I just built another little gateway pi, on Raspbian. It is a newer Raspbian than I used for the others. And newer is better, right? But when the little fellow came up, postfix claimed it couldn’t relay through tarragon, because it couldn’t accomplish login. Sasl authentication failed, no worthy mechs.

I remember good old “no worthy mechs” from way back when, always thought it a very cool error message. But why in the heck am I getting this? I’m not doing anything fancy.

I had a vague nagging feeling from some old Fedora problems, long ago. Could it be that I have to install some kind of sasl library, even to do plain authentication? Poked around a little. Eventually did an apt install libsasl2-modules and sasl2-bin. Sure enough, they actually installed.

And afterwords postfix came up and send the mail out of the queue. I’ll be dipped in … I am surprised. This was not something I had to do before. Is this an improvement in Raspbian. Don’t package any sasl mechs, make the poor sod figure out why sasl authentication won’t work.

This is to help me remember the next time this happens.

Memory on the Gateway Pi

I now have 8 of these gateway boxes out there. This morning as I was checking backups on one of them, I observed that it took quite a long time to respond. I ran a top on it and was horrified to see that its memory use was 100% and so was its swap.

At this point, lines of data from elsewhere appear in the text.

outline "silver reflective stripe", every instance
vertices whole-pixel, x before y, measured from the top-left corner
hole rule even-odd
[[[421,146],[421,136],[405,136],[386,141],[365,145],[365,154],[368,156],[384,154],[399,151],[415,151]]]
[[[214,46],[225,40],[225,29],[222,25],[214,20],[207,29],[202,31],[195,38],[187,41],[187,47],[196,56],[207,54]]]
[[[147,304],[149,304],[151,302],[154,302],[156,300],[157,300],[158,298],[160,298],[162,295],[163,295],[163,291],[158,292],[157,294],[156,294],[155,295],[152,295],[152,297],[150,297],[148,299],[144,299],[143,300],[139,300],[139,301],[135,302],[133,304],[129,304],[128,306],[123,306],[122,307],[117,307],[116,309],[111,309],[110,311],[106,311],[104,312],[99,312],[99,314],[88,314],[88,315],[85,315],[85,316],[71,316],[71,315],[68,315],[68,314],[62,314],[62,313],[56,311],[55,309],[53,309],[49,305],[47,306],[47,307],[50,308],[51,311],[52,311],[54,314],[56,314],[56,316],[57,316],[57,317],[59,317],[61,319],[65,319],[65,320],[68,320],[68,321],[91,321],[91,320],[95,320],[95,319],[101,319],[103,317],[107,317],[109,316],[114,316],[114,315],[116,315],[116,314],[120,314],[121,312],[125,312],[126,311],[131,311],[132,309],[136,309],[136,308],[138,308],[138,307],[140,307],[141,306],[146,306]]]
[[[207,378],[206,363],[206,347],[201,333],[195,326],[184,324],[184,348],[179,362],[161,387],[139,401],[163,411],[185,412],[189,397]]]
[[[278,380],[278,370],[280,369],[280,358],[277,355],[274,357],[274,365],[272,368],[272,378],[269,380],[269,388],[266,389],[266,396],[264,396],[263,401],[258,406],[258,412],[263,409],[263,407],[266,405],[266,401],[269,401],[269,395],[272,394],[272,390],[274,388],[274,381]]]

Holy @#$%!@ Batman!

Most of the memory was being used by the lxpanel. And (hangs head in embarrassment) there were actually two lxpanels running – one for the console and one in the vnc window I launch at startup.

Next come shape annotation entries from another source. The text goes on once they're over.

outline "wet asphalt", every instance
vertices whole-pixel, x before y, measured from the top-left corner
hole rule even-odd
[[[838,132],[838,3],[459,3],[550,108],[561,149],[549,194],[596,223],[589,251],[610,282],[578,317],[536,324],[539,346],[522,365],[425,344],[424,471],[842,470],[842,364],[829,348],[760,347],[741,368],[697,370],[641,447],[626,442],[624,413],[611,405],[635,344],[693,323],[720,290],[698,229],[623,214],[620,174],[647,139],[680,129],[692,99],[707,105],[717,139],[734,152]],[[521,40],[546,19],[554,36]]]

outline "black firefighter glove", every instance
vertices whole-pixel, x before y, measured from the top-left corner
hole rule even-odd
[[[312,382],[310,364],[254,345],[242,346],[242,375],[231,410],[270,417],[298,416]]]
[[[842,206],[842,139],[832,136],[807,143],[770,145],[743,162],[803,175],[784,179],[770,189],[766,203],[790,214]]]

It seems the lxpanels leak. I don’t know how badly, but it doesn’t matter. These boxes are meant to run forever so even a tiny leak is eventually fatal.

Well this was simple. I will seldom, if ever, need to get into a graphical environment remotely, and if I do I can always start vnc from the command line. So I took out the startvnc from the startup script. And I have even LESS need for a graphical console since there is not even a monitor on these things. So I set the default systemd target to multi-user.target.

Did this on all the gateways that are running on pi-zeros. Those few running on bigger ubuntu boxes I didn’t really have the problem anyway.

After rebooting them they come up with no lxpanels. I’ll watch the memory use, but I think this will fix the problem.